Under current conditions, the US will not compete with Russia in the field of natural gas exports to the EU. The US produces no more than 18.6 billion cubic meters of natural gas per year. According to Forbes, Russia can specifically reduce the price of its natural gas in order to make US gas uncompetitive. With the help of sanctions, the US expects to disrupt the implementation of projects of Russian gas pipelines, cutting them off from foreign sources of financing.
Half of the costs for the Nord Stream-2 project (9.5 billion euros in total) was taken over by the Anglo-Dutch company Royal Dutch Shell, the French firm Engie, the Austrian company OMV and the German companies Uniper and Wintershall. The Turkish company Botas Petroleum Pipeline Corporation, the Swiss contractor Allseas Group S.A., takes part in the implementation of the Turkish gas pipeline project worth 6 billion euros. All these companies can become objects of US sanctions if they do not stop cooperation with Gazprom. The US wants to expand its niche in the EU gas market by reducing Russia's share.
New sanctions will reduce the flow of investment in the Russian economy. Donald Trump pursues a policy of protectionism and opposes the outflow of American capital abroad. American president wants to create the new jobs in the US, especially in the oil and gas industry. The new sanctions affect the interests of the US oil and gas company ExxonMobil, which in 2011 agreed with the Russian company Rosneft on the implementation of joint projects on the oil and gas shelf of the Arctic and Black Sea in the amount of $ 3.2 billion.

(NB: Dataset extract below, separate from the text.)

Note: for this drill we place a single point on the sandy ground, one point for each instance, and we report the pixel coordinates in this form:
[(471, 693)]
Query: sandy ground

It is doubtful that the European Union will join the new US sanctions if necessary. The European Commission did not support the American bill, as it affects the energy interests of the EU and will have unpredictable economic consequences. Previously, participants of the project of the Russian gas pipeline Nord Stream-2 were against tightening of anti-Russian sanctions (German Foreign Minister Zigmar Gabriel, Austrian Chancellor Christian Kern). The European Union defends the interests of its companies, because in the near future the US will not become an alternative to Russia in terms of natural gas supplies. Under favorable circumstances, the US will be able to increase the volume of natural gas exports to only 96 billion cubic meters by 2020.